Building AI Agents with LangGraph
Building AI Agents with LangGraph (The Way I Actually Use It)
Here’s the honest version. I don’t use LangGraph because it’s trendy. I use it when plain function-calling or a simple chain starts to fall apart—usually the moment I need memory across steps, branching logic, retries, or a loop that isn’t embarrassing. If you’ve ever duct-taped a “while the model keeps asking for more context” loop, this is for you.
What an “agent” really is (in practice)
Forget the buzzwords. In code, an agent is just a loop with state and tools:
- Perceive: read the latest user/task state
- Plan: decide the next step (which tool, which input)
- Act: call the tool
- Reflect: check the result and either stop or continue
LangGraph gives me that loop + branching + state management without me inventing a tiny framework every time.
When I reach for LangGraph (and when I don’t)
- Use it when:
- You need loops, conditionals, or multi-step plans that can backtrack
- Tools have side‑effects (DB writes, external APIs) and you want guardrails/retries
- You care about tracing/state so you can debug failures in production
- Skip it when:
- A single call + a couple of tool calls does the job (ship the simple version first)
- You’re still validating value; start with a thin prototype, then graduate to LangGraph
Minimal mental model
An agent graph is just nodes and edges:
[User Input] -> [Planner Node] -> (branch)
├─> [Search Tool Node] -> [Reflect Node] -> (back to Planner?)
└─> [DB Tool Node] -> [Reflect Node] -> (finish)
Each node reads and writes shared state.
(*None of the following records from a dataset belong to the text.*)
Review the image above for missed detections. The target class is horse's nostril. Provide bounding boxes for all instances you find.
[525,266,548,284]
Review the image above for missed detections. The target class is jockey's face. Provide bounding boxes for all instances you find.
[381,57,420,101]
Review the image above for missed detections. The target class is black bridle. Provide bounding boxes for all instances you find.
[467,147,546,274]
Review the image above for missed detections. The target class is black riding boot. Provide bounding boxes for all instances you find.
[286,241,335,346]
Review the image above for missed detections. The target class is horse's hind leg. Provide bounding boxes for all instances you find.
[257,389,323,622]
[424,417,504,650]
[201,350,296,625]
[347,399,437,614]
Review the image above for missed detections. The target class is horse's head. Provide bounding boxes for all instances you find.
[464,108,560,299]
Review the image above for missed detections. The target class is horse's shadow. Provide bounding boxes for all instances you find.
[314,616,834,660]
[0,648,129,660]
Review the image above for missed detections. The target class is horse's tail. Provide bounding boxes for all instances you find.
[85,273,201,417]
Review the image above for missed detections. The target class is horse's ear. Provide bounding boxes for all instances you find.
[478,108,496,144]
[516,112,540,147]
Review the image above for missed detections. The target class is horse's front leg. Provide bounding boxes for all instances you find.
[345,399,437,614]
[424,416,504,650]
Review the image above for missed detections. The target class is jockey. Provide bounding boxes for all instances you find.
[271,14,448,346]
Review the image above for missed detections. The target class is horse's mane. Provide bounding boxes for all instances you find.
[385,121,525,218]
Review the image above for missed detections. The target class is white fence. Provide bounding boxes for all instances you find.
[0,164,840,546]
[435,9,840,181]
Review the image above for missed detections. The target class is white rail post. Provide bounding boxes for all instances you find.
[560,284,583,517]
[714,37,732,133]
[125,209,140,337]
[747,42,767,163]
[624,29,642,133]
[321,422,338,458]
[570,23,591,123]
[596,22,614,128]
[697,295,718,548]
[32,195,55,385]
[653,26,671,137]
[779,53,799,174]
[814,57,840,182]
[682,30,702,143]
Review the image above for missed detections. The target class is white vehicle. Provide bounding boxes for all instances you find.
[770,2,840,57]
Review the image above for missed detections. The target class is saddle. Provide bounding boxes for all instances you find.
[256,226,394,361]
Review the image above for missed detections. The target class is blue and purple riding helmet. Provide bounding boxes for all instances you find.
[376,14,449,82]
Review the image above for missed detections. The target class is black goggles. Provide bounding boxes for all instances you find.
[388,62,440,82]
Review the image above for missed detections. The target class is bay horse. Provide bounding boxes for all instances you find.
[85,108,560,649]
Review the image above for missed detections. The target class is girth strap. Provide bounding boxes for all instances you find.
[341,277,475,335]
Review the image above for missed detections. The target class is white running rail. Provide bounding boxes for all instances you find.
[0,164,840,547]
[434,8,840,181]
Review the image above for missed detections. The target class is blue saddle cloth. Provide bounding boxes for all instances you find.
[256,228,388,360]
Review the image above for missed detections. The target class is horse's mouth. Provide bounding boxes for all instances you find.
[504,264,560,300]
The planner picks the path. Reflection decides whether to continue or stop.
Production tricks that actually matter
- State store: keep a structured state object; don’t pass giant strings around
- Retries with jitter: tools fail; plan for flaky APIs
- Timeouts and circuit breakers: protect upstreams
- Deterministic stops: write explicit “done” conditions; don’t rely on vibes
- Tracing: enable logs/spans early—debugging blind is a tax you pay later
- Guard your tools: validate inputs/outputs before side‑effects (especially writes)
Trade‑offs (so you’re not surprised later)
- The good:
- Real control flow: loops, branches, and state you can reason about
- Scales from toy to serious with the same mental model
- Easier to debug than ad‑hoc glue code if you log properly
- The not‑so‑good:
- More moving parts; you’ll think about state shapes and transitions
- Steeper learning curve than a single prompt + one tool call
- You still need clear boundaries between planning, tools, and output formatting
My go‑to workflow
- Ship the 15‑minute version (no graph) to confirm value
- Identify the pain: repeated calls, branching, retries, or memory
- Move that pain into a graph: planner node + tool nodes + reflect/stop node
- Add metrics and traces; write one “canary” test that runs end‑to‑end
- Lock down tool I/O (schemas), then tune prompts last
Quick template you can adapt
State {
goal: string
scratchpad: string[]
last_tool_result?: any
done: boolean
}
Planner -> decides next_step ("search" | "db_write" | "finish")
Tool(search) -> updates last_tool_result
Tool(db_write)-> validates + writes, updates last_tool_result
Reflect -> if goal satisfied -> done = true else loop
Keep the state small and explicit. Your future self will thank you when you’re debugging a live incident.
Good places to start
- LangGraph Official GitHub
- LangChain Docs
- Real‑world threads: Reddit, GitHub issues, LangChain Discord—search for failure stories; they teach more than success threads.
Final thoughts
LangGraph isn’t magic—it’s the right level of structure when you need a thinking loop that can branch, retry, and keep its head clear. Start simple, add the graph when the complexity arrives, and keep your state tidy. That’s how I use it day‑to‑day, and it’s how I ship agents that work outside a demo.